It did not pour rain today, neither did the sun come out. It is still quite unseasonably cold which was a boon when our food was in a cooler on the porch but seems cruel now.

Tanja walked three miles today, napped with powerful focus, worked in the kitchen, enjoyed a conversation with an old friend and went to bed depleted.

I dropped the car off at Precision this a.m. I told the tech there, Treasure, that I thought we had a fuel leak.

“What makes you think that?” he said in his powerfully neutral tone.

“That could be a fuel leak,” he said. “We’ll look.”

“The car smells like fuel and it didn’t used to smell that way.”

“That could be a fuel leak,” Treasure said.

“Also, I left the lights on and the battery went dead. I jumped it and then two days later I was listening to the radio for fifteen minutes and it went dead again.”
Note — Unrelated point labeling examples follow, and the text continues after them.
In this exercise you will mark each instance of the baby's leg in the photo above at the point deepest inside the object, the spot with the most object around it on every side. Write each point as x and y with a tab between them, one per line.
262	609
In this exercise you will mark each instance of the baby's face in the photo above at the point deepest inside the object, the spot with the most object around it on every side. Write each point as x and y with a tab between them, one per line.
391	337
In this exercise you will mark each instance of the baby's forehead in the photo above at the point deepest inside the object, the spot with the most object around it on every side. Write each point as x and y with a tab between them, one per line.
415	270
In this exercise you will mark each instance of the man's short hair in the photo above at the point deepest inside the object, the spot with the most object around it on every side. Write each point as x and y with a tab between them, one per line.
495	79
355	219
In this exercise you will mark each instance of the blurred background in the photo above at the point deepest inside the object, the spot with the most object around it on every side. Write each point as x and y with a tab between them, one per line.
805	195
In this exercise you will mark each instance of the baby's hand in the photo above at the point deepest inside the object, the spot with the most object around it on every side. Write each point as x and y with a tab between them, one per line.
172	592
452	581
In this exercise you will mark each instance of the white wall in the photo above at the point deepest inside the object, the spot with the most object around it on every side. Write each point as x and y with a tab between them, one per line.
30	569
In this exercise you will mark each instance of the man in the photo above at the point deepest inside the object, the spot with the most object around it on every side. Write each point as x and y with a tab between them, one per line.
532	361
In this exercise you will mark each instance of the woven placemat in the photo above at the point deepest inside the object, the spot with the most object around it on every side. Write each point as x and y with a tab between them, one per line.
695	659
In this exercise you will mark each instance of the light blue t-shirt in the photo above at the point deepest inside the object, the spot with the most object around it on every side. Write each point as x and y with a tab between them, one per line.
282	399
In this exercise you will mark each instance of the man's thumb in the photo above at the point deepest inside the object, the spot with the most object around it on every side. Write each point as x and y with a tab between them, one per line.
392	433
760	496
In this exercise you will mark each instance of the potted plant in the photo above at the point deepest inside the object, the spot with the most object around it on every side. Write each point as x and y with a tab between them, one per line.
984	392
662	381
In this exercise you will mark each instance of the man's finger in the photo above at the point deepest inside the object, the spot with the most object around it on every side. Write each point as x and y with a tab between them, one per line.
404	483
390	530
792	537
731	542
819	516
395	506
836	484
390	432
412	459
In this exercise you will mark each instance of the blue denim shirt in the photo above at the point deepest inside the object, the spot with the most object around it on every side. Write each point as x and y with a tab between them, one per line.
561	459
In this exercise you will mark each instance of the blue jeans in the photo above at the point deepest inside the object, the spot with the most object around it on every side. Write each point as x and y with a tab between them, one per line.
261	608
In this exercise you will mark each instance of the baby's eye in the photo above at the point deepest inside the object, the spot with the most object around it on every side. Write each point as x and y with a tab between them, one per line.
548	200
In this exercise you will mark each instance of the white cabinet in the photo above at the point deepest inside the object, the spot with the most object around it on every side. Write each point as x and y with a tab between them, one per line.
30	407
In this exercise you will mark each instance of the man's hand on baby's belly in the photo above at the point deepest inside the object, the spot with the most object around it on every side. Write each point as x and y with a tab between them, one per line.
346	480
“Your alternator is not designed to charge a battery. It is designed to run the engine, power your computers, run the radio and other accessories and then send a small portion of its energy to the battery. If you ran the battery dead by leaving the lights on, as you tell me you did, it would take six to eight hours of highway speed operation to fully recharge that battery, assuming it is in peak condition. How old is your battery?”

“I don’t know.”

“We’ll look at it. Sometimes we can pull a date. Sometimes we can’t. If it’s not old or damaged we’ll put it on our charger. But our charger won’t tell us your battery’s reserve capacity. No charger can do that.”

“Ok.”

“You’ll have to monitor that situation. But just be aware it will lose its charge quicker than the alternator can replenish it.”

That feels like a metaphor for something.